誰かのSOGIについて許可なく公表すること
「Aさん、前は男性だったらしいよ」
このように当事者ではないのに周りに言うことを、アウティングと言います。その”Aさん”はあなたを信頼したから伝えたのであって、「全員に公表して良い」わけではないのです。
職場での飲み会や雑談の時間に、うっかり世間話のノリで言う人もいるかもしれません。あなたにとっては「うっかり」でも、相手にとっては人生に関わる大事なこと。他人のプライバシー情報については話すべきではありません。
会社が今すぐSOGIハラ対策を行うべき理由
具体例を読んで、「私も言ってしまったかもしれない」と心当たりのある人もいるかもしれません。しかしなぜわざわざ会社としてSOGIハラへの対策をするべきなのでしょうか。
対策をうたないと、個人はもちろん会社全体にもこのようなデメリットがあります。
・「SOGIで悩む人は存在しない」ことを表してしまう
・職場での心理的安全性が下がり、離職率が増加する
・能力ある人がSOGIによって活躍できず、会社の業績も上がらない
・福利厚生に不平等がおこる
「うちの会社には悩む人はいない」と思うかもしれませんが、なんと50.7%の人が職場の人へのカミングアウトに抵抗があるそう。ただあなたが知らないだけかもしれません。
参考:dentsu 電通ダイバーシティ・ラボが「LGBT調査2018」を実施
このようにSOGIハラは個人では対処しづらく、公表しづらい問題。またこれらの偏見は「やめて」と言ってすぐに解決する問題でもありません。会社全体で文化を変える必要があります。

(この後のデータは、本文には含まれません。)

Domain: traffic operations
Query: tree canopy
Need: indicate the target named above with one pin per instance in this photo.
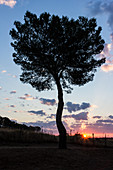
(50, 48)
(53, 50)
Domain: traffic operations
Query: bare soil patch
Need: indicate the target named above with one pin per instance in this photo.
(49, 157)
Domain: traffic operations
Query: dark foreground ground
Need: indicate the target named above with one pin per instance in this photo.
(49, 157)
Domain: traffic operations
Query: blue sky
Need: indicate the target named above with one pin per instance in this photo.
(88, 109)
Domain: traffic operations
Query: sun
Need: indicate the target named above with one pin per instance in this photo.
(84, 135)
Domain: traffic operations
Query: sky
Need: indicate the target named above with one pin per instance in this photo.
(88, 109)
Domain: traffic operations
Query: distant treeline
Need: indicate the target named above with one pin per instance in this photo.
(7, 123)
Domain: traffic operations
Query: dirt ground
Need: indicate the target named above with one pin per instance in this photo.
(49, 157)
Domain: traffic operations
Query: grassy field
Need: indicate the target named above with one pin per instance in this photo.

「私の会社は大丈夫」と思う人こそ、会社としてSOGIハラ対策を始める必要があります。今も1人で苦しんでいる人がいるかもしれません。
会社として行うべきSOGIハラ対策
会社ではどのような対策をうつべきなのでしょうか。3つ紹介します。
行動指針をもうける
会社としてSOGIハラに関するルールを作りましょう。会社としての態度が明確になることで、「何を言う/言わないべきか」「何をすべき/すべきでないか」がわかりやすくなります。
「これってハラスメント?」と思ったときも、訴えやすくなるでしょう。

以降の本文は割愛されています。